The duration of follow-up varied between 2 wks and 27 mos and the duration of treatment was between 2 wks and 4 wks. This relatively long time span was one possible reason for the high heterogeneity. Subgroup analysis was based on the duration of follow-up. The combined ES of four studies in which the duration of follow-up was less than 4 mos was −0.30 (−0.62 to 0.02) and was not significantly different from that of the control group. The low heterogeneity (I2 = 21.4%) among four studies supported the reliability of the combined ES. Based on the above data, within a 4-mo follow-up period, there was no significant difference in the improvement of joint functions of knee OA patients between those who received mudpack therapy and control subjects. Although the combined ES of four studies in which the duration of follow-up was 4 mos or more was −1.10 (−2.07 to −0.14), the high heterogeneity (I2 = 93.8%) might impair the reliability of the combined ES. High heterogeneity still existed in other subgroup analyses; thus, no conclusions could be drawn based on the combined ES. Group results were attempted according to other time spans but heterogeneity could not be avoided (data not shown).

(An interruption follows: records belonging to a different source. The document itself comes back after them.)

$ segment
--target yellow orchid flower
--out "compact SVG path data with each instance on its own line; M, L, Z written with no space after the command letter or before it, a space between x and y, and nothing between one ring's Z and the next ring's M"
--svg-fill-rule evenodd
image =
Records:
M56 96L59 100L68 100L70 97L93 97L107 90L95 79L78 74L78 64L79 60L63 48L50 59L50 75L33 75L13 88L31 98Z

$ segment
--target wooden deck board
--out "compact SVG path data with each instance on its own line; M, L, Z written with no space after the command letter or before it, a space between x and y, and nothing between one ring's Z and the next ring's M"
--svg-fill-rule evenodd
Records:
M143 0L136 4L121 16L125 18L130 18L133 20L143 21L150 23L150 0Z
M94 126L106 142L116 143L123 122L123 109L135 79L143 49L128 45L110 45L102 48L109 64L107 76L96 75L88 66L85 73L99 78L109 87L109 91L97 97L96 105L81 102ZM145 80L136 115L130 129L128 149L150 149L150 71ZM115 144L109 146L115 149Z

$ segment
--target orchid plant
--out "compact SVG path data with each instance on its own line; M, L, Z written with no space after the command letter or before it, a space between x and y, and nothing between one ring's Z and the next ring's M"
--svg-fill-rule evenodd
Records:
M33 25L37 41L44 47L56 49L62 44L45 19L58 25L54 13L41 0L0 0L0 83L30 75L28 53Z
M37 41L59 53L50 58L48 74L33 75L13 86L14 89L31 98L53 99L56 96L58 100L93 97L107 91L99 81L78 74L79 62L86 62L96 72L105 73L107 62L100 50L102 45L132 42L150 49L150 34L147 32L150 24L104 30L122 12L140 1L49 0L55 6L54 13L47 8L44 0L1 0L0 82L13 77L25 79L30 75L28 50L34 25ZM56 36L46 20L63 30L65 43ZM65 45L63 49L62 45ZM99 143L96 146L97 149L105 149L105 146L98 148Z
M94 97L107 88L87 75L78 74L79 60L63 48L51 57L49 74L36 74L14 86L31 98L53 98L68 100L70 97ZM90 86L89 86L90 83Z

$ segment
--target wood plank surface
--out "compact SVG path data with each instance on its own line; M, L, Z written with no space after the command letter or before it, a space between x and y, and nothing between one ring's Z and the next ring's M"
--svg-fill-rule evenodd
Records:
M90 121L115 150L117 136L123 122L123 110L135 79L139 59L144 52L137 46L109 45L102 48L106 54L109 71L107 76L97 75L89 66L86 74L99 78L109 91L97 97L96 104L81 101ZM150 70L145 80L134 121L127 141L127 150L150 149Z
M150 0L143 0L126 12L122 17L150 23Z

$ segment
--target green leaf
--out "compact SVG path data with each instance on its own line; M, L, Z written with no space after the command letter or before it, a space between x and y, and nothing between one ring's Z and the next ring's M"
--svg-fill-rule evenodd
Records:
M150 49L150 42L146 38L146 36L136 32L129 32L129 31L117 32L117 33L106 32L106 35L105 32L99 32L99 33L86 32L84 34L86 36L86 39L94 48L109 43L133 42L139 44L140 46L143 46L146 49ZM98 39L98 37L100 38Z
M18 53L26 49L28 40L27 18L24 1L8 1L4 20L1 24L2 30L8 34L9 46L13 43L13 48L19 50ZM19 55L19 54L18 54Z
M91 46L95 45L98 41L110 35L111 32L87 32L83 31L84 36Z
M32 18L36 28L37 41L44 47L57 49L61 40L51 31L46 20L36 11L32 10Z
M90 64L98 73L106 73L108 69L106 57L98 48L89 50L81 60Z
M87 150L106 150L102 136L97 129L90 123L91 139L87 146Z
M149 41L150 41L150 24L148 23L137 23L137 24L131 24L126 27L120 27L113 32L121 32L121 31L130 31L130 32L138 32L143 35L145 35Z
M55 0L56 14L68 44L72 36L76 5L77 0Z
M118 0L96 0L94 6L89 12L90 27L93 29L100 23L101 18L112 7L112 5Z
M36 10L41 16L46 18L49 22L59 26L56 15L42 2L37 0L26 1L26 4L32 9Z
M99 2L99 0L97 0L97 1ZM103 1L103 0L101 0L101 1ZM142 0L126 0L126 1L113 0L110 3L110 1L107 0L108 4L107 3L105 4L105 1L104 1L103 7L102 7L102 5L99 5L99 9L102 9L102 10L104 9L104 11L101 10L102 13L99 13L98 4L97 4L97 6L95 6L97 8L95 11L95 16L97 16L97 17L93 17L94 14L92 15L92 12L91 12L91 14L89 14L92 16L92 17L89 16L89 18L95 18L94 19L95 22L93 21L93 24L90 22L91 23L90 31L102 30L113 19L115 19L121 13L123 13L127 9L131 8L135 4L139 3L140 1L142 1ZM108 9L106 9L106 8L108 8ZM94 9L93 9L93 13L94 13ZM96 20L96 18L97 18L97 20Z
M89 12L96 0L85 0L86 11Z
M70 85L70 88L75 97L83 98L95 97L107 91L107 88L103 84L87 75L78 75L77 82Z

Among the 10 studies included in this meta-analysis, only 2 applied the double-blind design correctly. A study has shown that low-quality publications often overestimate the efficacy of therapies.54 The modified Jadad quality scale was used to assess the quality of included publications. A meta-analysis conducted by Liu et al.10 showed that mudpack therapy was superior to placebo. Although the same methodological quality scale as Liu et al.’s research was used, there were some discrepancies in assessing the identical included articles. Liu was attempted to be contacted but there was no reply. Considering the discrepancies with Liu et al.’s research, the quality of included articles was assessed repeatedly and has resulted to these outcomes. The authors then performed a subgroup analysis according to the quality of the publications. The combined ES of two low-quality publications was −0.03 (−0.48 to 0.42) and no heterogeneity was detected. This suggested that quality of study is one of the factors that can cause heterogeneity.

There are some limitations to this meta-analysis. First, mudpack therapy is extensively used for treating OA in Europe. However, a number of non–English language publications were not included in this meta-analysis, which is likely to cause bias. Second, the standards for evaluating pain and joint function in the original publications were inconsistent, which is a possible reason for heterogeneity. The authors improved the comparability among the various studies by using the standardized mean difference method. Third, 10 publications were included in this meta-analysis, and more studies will be needed to perform subgroup analyses to identify the factors causing heterogeneity.

 

CONCLUSION

There was no significant difference in the improvement of joint function over the 4-mo follow-up period between the knee OA patients treated with mudpack therapy and control subjects. The quality of current publications may be one cause of heterogeneity.